Cloudera AI Inference service Overview

Cloudera AI Inference service provides a production-grade serving environment for hosting predictive and generative AI. It is designed to handle the challenges of production deployments, such as high availability, performance, fault tolerance, and scalability. The Cloudera AI Inference service allows data scientists and machine learning engineers to deploy their models quickly, without worrying about the infrastructure and maintenance. Cloudera AI Inference service supports running 100 or more model endpoints simultaneously, provided that the underlying compute resources are adequately and correctly sized.

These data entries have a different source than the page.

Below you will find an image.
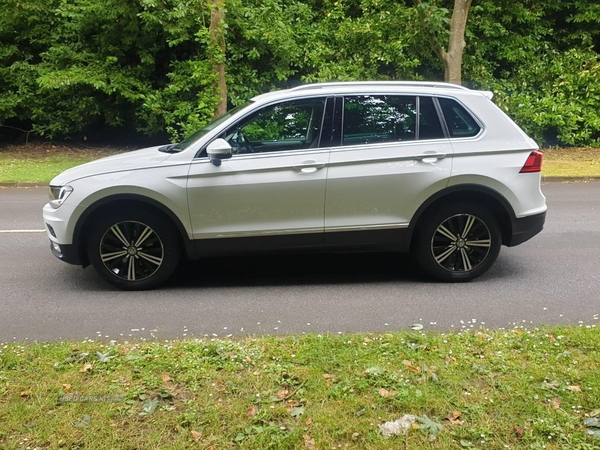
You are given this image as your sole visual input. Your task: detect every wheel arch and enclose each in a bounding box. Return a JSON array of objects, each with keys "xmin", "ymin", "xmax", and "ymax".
[
  {"xmin": 404, "ymin": 184, "xmax": 516, "ymax": 251},
  {"xmin": 73, "ymin": 194, "xmax": 196, "ymax": 267}
]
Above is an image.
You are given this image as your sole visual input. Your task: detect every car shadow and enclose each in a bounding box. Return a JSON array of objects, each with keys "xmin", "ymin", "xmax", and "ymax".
[{"xmin": 167, "ymin": 253, "xmax": 426, "ymax": 289}]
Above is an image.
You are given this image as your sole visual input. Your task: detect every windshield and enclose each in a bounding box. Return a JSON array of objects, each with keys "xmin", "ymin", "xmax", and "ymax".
[{"xmin": 170, "ymin": 102, "xmax": 252, "ymax": 152}]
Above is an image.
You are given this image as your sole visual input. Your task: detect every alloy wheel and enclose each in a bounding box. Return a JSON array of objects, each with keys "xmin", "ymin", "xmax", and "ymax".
[
  {"xmin": 431, "ymin": 214, "xmax": 492, "ymax": 272},
  {"xmin": 100, "ymin": 221, "xmax": 165, "ymax": 281}
]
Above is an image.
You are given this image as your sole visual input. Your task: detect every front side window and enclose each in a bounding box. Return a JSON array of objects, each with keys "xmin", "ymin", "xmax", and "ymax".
[
  {"xmin": 225, "ymin": 98, "xmax": 325, "ymax": 155},
  {"xmin": 342, "ymin": 95, "xmax": 417, "ymax": 145}
]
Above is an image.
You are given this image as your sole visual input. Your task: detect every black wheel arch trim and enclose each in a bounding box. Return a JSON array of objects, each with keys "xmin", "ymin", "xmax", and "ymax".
[
  {"xmin": 73, "ymin": 194, "xmax": 198, "ymax": 267},
  {"xmin": 403, "ymin": 184, "xmax": 517, "ymax": 252}
]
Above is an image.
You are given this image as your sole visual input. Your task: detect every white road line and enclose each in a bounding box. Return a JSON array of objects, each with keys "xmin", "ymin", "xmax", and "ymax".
[{"xmin": 0, "ymin": 230, "xmax": 46, "ymax": 233}]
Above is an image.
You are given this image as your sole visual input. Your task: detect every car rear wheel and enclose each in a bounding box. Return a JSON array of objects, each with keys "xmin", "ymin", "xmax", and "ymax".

Cloudera AI Inference service is built with tight integration of NVIDIA NIM and NVIDIA Triton Inference Server, providing industry-leading inference performance on NVIDIA GPUs. Model endpoint orchestration and management are built with the KServe model inference platform, a Cloud Native Computing Foundation (CNCF) open-source project. The platform provides standard-compliant model inference protocols, such as Open Inference Protocol for predictive models and OpenAI API for generative AI models.

Cloudera AI Inference service is seamlessly integrated with the Cloudera AI Registries enabling users to store, manage, and track their AI models throughout their lifecycle. This integration provides a central location to store model and application artifacts, metadata, and versions, making it easier to share and reuse AI artifacts across different teams and projects. It also simplifies the process of deploying models and applications to production, as users can select artifacts from the registry and deploy them with a single command.